I am 43 years old, married for 20 years, with two children ages 14 and 10. I was a salesman until a couple of months ago until it became necessary for me to supplement my income to pay for the dialysis supplies. I tried to sell a non-competitive line, was found out,and was fired. Gentlemen, what should I do? End it all and die? Sell my house for which I worked so hard, and go on welfare? Should I go into the hospital under my hospitalization policy, then I cannot work? Please tell me. If your kidneys failed tomorrow, wouldn’t you want the opportunity to live? Wouldn’t you want to see your children grow up? (U.S. Congress, House, Committee on Ways and Means, 1971b)

Following this, the house and the senate passed and President Nixon signed a bill creating a dialysis benefit for those eligible for Medicare.

Fast forward to today. In America we have 400,000 people on dialysis. They have to have their blood cleansed 3 times a week. If they do, they can live a relatively normal life. If they don’t, they can develop shortness of breath (pulmonary edema), feeling poorly (uremia), or a high potassium level (hyperkalemia) and when it gets bad enough that they’re deemed to be near death, they  are given dialysis via the emergency room.

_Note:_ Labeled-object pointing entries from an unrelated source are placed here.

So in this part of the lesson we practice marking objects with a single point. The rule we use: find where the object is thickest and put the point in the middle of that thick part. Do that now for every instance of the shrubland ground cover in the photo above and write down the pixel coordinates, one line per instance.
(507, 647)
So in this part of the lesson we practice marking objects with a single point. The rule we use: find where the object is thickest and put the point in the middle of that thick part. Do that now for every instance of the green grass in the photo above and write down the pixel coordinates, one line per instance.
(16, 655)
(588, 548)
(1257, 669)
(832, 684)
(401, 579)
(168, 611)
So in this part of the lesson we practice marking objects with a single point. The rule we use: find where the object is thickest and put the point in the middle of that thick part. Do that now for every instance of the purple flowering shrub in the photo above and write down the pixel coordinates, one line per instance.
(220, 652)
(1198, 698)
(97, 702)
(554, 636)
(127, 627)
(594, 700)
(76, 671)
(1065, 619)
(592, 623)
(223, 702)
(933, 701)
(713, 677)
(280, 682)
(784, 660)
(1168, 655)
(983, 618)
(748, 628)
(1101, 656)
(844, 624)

Most people on routine dialysis have it paid for by Medicare. Who gets it on the federal nickel? To quote CMS, these folks are eligible:

  • You’ve worked the required amount of time under Social Security, the Railroad Retirement Board (RRB), or as a government employee.
  • You’re already getting or are eligible for Social Security or Railroad Retirement benefits.
  • You’re the spouse or dependent child of a person who meets either of the requirements listed above.

If you don’t meet these criteria, and require renal replacement therapy, you pay cash (between $52,000 and $73,000 per year), obtain coverage from Medicaid, wait in a state of anticipation until you need emergent dialysis (costing about $300,000 a year as a strategy), or die.

Alabama would be the first state to take it away from ALL Medicaid recipients. Texas does not pay through Medicaid but instead pays through a separate fund.  They were able to take away dialysis from undocumented folks. Because of the pesky EMTALA laws passed by President Reagan, hospitals are required to provide EMERGENCY treatment. The consequence?  A bunch of folks who hang out at the hospital every day getting their blood drawn to see if they win the emergency dialysis lottery.

So, back to my original question. You see, Alabama is $100 million short on their Medicaid budget. On a budget of about $6 billion, that would seem like a small number.  Alabama legislators, though, are ready to make a stand. The 500 Alabama citizens on dialysis will either die or spend the rest of their days hanging out next to the emergency room so that we can prove the value of “low taxes”  unless there is a “public outcry.” How do you stop folks entrusted with the health and welfare of the citizens of Alabama if they are able to murder 500 people to prove a point? I can’t figure it out.